# Dogs at Stratford motorhome show?



## Newlyweds (Jan 28, 2008)

Hi,

This might be a silly question but can you take dogs into the show with you? We would like to go but by that point we will be fulltiming in the van and don't want to leave the dog alone all day in the van. We are staying at a site in the Cotswolds so was going to bus in for the day (we don't like to move the van once pitched!) Thanks for your help!!


----------



## takeaflight (May 9, 2005)

Yes you can dogs, no problems.
Also on the south side of the racecourse there is a disuased railway line that as been turned into a cycle path runs along side the river, you walk the dogs for miles if you wont.


----------



## Zebedee (Oct 3, 2007)

takeaflight said:


> Yes you can dogs, no problems.
> Also on the south side of the racecourse there is a disuased railway line that as been turned into a cycle path runs along side the river, you walk the dogs for miles if you wont.


And at the Stratford end it comes out just near Druckers for a cup of coffee and a cake - if your waistline is a bit less formidable than mine!!

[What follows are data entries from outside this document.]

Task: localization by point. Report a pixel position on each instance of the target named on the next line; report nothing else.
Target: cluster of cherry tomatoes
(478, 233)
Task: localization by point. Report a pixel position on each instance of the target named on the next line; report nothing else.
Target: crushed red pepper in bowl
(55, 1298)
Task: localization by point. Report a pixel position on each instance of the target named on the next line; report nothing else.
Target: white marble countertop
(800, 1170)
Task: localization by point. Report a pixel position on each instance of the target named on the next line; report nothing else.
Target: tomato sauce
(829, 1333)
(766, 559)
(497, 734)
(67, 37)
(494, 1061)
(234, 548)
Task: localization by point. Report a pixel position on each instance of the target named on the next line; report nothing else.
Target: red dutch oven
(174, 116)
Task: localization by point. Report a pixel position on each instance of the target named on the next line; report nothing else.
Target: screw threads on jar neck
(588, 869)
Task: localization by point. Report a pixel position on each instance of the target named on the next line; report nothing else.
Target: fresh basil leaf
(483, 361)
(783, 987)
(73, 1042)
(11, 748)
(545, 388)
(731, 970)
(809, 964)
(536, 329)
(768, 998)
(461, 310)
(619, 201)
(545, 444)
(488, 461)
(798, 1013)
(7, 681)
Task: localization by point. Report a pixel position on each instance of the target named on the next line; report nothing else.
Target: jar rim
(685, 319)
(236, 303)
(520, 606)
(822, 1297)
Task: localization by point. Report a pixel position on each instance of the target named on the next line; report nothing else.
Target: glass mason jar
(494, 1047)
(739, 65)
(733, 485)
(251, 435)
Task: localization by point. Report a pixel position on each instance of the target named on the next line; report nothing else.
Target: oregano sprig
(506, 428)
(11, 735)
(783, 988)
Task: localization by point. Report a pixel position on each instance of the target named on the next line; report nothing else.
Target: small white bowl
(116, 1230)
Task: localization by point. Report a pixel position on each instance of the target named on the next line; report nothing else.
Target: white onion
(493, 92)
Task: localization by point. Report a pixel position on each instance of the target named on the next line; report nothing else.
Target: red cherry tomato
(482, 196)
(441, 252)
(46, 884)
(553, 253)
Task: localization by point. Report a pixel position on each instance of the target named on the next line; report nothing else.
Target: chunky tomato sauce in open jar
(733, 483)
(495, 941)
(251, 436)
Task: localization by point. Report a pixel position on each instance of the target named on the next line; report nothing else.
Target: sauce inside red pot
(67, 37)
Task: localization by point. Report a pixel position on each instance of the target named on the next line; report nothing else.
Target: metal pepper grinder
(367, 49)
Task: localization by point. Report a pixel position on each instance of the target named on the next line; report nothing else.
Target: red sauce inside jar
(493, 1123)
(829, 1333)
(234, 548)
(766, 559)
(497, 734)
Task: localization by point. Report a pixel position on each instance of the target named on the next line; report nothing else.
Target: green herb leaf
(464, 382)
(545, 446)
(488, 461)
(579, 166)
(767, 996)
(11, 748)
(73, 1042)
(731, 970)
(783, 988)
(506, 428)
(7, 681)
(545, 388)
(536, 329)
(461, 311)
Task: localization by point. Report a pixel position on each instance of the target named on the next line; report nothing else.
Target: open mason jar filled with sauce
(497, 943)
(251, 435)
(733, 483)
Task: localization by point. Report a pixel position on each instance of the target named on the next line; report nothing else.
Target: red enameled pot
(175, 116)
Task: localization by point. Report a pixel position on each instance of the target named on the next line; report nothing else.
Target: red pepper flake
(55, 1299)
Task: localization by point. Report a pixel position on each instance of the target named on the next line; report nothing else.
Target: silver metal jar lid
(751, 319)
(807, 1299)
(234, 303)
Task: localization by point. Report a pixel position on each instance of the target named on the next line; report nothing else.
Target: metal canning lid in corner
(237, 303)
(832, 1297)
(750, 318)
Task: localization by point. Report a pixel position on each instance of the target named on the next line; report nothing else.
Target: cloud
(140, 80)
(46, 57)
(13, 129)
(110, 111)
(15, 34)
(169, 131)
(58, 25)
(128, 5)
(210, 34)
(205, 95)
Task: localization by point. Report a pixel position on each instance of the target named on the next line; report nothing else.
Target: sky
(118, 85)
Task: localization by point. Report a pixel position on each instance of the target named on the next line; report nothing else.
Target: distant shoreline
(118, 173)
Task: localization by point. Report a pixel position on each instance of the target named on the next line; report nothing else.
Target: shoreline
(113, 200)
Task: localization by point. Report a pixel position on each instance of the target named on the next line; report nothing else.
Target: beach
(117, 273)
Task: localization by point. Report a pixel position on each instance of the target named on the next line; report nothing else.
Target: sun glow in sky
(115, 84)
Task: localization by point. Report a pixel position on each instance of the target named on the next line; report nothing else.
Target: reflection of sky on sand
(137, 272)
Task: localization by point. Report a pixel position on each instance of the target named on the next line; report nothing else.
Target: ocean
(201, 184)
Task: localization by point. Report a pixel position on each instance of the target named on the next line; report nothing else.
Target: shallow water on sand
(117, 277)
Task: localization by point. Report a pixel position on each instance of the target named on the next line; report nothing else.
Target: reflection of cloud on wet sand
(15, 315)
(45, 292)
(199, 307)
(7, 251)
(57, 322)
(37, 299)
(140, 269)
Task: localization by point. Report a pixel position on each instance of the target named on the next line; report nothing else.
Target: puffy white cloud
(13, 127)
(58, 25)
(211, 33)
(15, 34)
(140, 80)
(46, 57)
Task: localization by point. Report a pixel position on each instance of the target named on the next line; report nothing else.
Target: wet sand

There's also a bacon butty place in an old railway carriage not very far along the walk from Stratford. Very good they are too, with benches outside so no problem taking the mutt.

Hope this helps


----------



## Newlyweds (Jan 28, 2008)

Thanks thats great! We'll be coming for a spot of shopping then!


----------



## LadyJ (May 9, 2005)

Will you be joining us then newlyweds on our rally pitch if so lease book with Stone Leisure and add yourselves to the rally list.


Jacquie


----------